You can resize the partition also during installation but, I'm afraid,
that not during update.

>> Hmm, I had no problems - maybe you should provide more details (and/or
>> upload some screenshots somewhere ;-)
> 
> If you can throw everything away, certainly, there is no problem at all..
> If you do not want to throw away your settings, and all the files you
> want to keep, you will have to save them somewhere else, or burn them.
> 
> There is also no problem, if you want to keep your partitions the same
> size, and only want to format them.
> This is my workaround.
> 
> I do not know if you have ever used Partition Magic?
> That would make my story more clear...
> Sometimes, after experimenting with sizes, you learn, that sizes better
> can be adjusted, to get the room, wherever it is realy needed.
> Especialy when the OS builds realy change, it is nessesary to adjust the
> partitions to the correct size.
> (the why is that the machine is much faster if the systems searchtime is
> shortened. (You can keep drivers and nessesary .exes (windows)And is
> much easier to clean.
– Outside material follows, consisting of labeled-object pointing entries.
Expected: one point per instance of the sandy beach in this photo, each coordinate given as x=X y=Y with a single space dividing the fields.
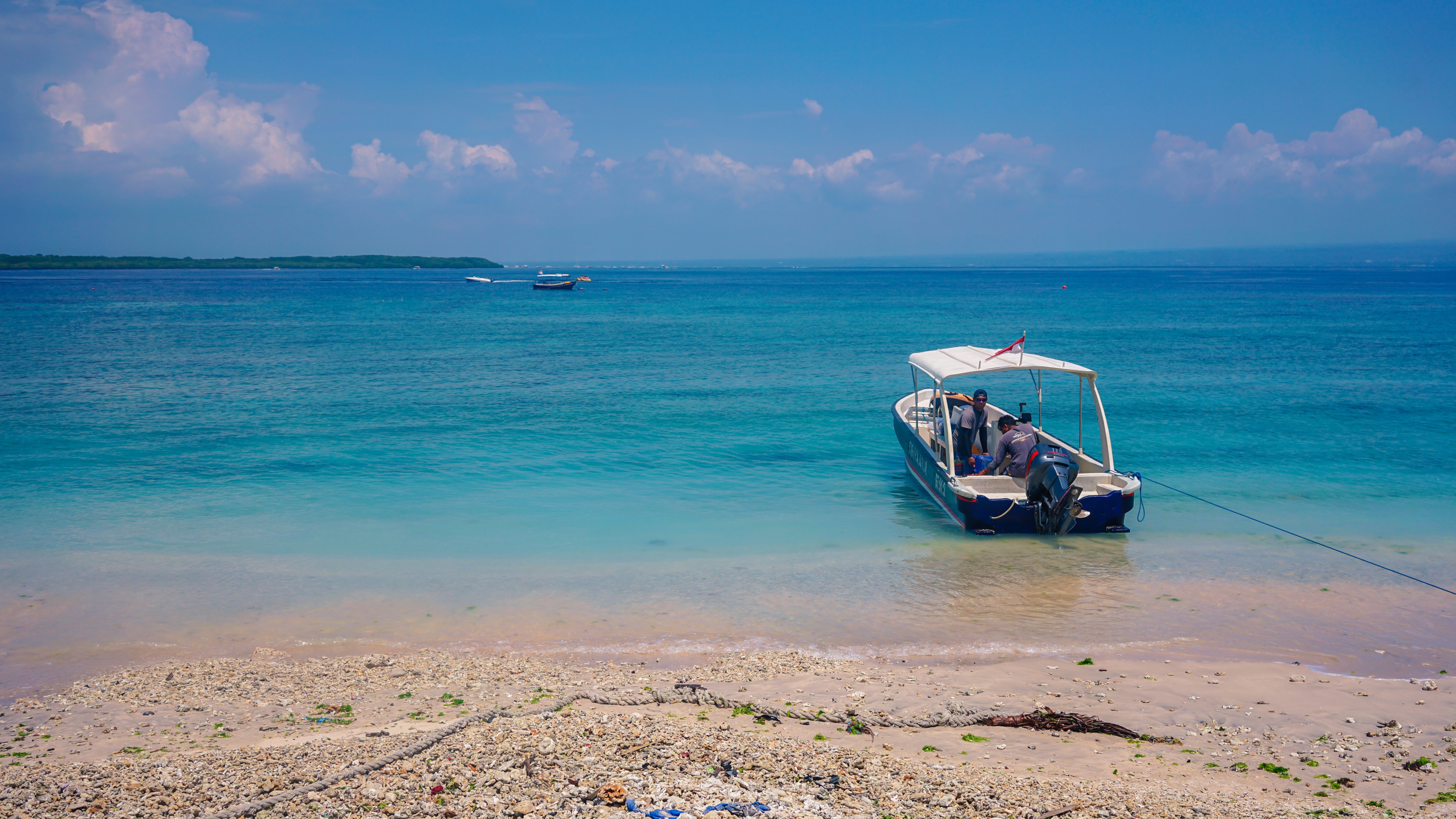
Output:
x=1240 y=738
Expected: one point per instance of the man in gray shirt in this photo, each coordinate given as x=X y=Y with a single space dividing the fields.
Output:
x=975 y=428
x=1018 y=440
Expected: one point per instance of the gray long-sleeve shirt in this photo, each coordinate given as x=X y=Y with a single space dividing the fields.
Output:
x=1020 y=441
x=976 y=424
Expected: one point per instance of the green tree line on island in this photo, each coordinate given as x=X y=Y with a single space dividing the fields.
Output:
x=44 y=262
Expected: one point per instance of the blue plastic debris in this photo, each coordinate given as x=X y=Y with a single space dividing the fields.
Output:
x=736 y=808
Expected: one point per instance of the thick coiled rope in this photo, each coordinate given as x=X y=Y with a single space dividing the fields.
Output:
x=956 y=715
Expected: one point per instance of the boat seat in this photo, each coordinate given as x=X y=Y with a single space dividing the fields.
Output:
x=995 y=487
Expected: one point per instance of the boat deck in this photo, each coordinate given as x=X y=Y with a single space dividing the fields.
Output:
x=1093 y=481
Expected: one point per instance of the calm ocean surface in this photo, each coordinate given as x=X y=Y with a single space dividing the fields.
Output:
x=702 y=459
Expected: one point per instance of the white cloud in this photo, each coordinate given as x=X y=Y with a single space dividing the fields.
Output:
x=236 y=130
x=63 y=102
x=448 y=156
x=152 y=43
x=1002 y=180
x=1346 y=158
x=153 y=101
x=717 y=169
x=379 y=168
x=838 y=171
x=895 y=191
x=545 y=129
x=995 y=146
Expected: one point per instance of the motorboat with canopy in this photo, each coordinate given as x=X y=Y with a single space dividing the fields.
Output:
x=1066 y=489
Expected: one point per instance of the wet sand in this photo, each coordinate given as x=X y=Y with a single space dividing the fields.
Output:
x=1327 y=737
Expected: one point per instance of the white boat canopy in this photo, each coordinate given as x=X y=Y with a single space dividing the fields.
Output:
x=943 y=364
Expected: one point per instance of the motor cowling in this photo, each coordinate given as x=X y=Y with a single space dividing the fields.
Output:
x=1050 y=476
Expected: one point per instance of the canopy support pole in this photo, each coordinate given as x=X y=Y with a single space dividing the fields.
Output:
x=1040 y=376
x=950 y=449
x=915 y=399
x=1101 y=422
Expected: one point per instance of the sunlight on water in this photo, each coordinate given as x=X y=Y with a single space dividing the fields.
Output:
x=200 y=463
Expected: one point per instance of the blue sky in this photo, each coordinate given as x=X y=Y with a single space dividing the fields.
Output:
x=682 y=130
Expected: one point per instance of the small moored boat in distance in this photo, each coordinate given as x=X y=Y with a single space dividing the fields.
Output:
x=1065 y=489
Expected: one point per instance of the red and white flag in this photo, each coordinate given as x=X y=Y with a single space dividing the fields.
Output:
x=1015 y=347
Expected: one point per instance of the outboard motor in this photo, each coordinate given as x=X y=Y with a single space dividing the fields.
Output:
x=1050 y=475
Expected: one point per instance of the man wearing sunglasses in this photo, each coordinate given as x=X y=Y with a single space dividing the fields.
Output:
x=973 y=428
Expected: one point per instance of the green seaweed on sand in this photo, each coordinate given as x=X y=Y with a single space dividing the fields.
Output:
x=1273 y=769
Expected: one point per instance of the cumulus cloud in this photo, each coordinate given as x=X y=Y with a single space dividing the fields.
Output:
x=717 y=171
x=379 y=168
x=893 y=191
x=152 y=100
x=838 y=171
x=63 y=102
x=446 y=159
x=991 y=164
x=449 y=156
x=1344 y=159
x=545 y=129
x=238 y=130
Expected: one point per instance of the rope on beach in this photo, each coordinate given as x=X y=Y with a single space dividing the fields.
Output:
x=1289 y=533
x=956 y=715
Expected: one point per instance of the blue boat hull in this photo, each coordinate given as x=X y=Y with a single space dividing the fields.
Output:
x=996 y=514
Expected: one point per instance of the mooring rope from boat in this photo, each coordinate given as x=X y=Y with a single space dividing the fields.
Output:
x=1289 y=533
x=953 y=715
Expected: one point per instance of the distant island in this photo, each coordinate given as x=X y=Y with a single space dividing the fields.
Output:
x=40 y=262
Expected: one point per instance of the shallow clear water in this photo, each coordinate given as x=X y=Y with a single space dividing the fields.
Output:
x=678 y=460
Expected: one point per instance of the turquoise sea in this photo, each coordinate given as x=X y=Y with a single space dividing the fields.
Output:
x=682 y=460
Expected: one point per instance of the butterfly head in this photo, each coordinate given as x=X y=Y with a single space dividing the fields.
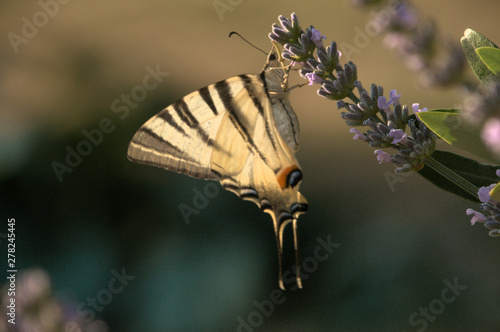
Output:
x=275 y=72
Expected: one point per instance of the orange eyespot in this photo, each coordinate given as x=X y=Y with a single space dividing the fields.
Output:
x=289 y=177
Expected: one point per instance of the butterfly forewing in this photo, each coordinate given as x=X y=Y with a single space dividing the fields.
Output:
x=241 y=131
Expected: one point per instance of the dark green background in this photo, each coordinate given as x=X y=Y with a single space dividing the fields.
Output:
x=396 y=247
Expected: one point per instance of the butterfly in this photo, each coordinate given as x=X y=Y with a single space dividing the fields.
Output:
x=242 y=132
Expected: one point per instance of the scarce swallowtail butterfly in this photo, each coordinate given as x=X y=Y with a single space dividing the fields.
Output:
x=241 y=131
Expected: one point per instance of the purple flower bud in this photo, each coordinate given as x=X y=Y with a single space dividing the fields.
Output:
x=416 y=109
x=316 y=37
x=491 y=134
x=478 y=217
x=383 y=157
x=484 y=193
x=314 y=78
x=398 y=135
x=357 y=134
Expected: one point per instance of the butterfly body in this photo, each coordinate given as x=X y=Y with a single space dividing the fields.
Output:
x=241 y=131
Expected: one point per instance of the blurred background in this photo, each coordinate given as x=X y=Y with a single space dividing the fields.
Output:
x=111 y=230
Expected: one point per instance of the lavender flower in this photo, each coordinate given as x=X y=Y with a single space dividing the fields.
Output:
x=491 y=207
x=386 y=118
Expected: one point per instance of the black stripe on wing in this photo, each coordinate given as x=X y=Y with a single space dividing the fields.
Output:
x=226 y=96
x=260 y=107
x=160 y=145
x=182 y=110
x=165 y=115
x=207 y=98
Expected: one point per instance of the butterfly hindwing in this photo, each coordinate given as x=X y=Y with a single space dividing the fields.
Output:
x=241 y=131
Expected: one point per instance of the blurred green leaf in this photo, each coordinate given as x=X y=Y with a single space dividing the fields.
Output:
x=450 y=127
x=478 y=174
x=495 y=192
x=490 y=57
x=471 y=41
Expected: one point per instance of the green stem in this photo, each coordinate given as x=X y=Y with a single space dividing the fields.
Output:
x=452 y=176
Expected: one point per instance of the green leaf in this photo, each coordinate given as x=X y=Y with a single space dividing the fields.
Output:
x=475 y=172
x=495 y=192
x=450 y=127
x=471 y=41
x=490 y=56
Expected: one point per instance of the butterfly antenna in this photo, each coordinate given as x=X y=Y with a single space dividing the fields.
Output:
x=235 y=33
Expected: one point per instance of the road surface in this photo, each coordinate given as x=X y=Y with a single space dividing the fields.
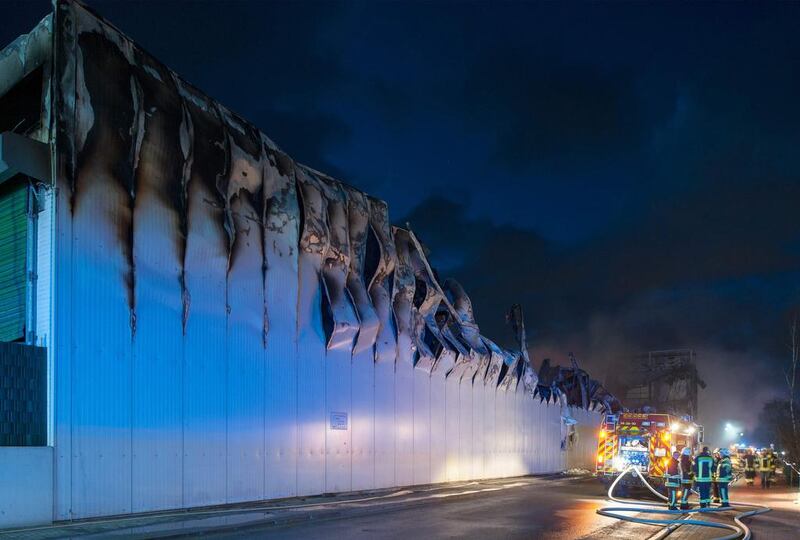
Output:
x=556 y=507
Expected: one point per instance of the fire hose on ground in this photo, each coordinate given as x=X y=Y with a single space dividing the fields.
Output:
x=740 y=530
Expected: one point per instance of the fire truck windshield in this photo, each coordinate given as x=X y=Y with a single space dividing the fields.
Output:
x=633 y=450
I noticed that after using no partitions.)
> Not to use seperate partitions is out of the question, for me
> 
> Partition Magic, from powerquest, is also thirthparty sw for windows.
> Can be used to: resize, move, delete, create partitions, on a visual basis.
> It counts the transactions, and processes them before starting up,
> when nothing is in use.
> It moves the data, resizes and renames, and that is it.
> Never had a problem with it.

Partition Magic sometimes needs to be run before the system is loaded
but changes needs to be set in a running system, that's also not so
nice. Nevertheless it has quite nice UI, that's true.

AJ: Maybe it would make sense to have a special image on CD/DVD
(possibly executable from Linuxrc) that would contain some r/w YaST
modules, especially the partitioner. Just to tune the system.

This could also solve our problem "installing openSUSE on computers with
little memory" because one could prepare a swap partition before running
the installation and Linuxrc (installation) offers the possibility to
enable swap partition by appending a parameter to command-line.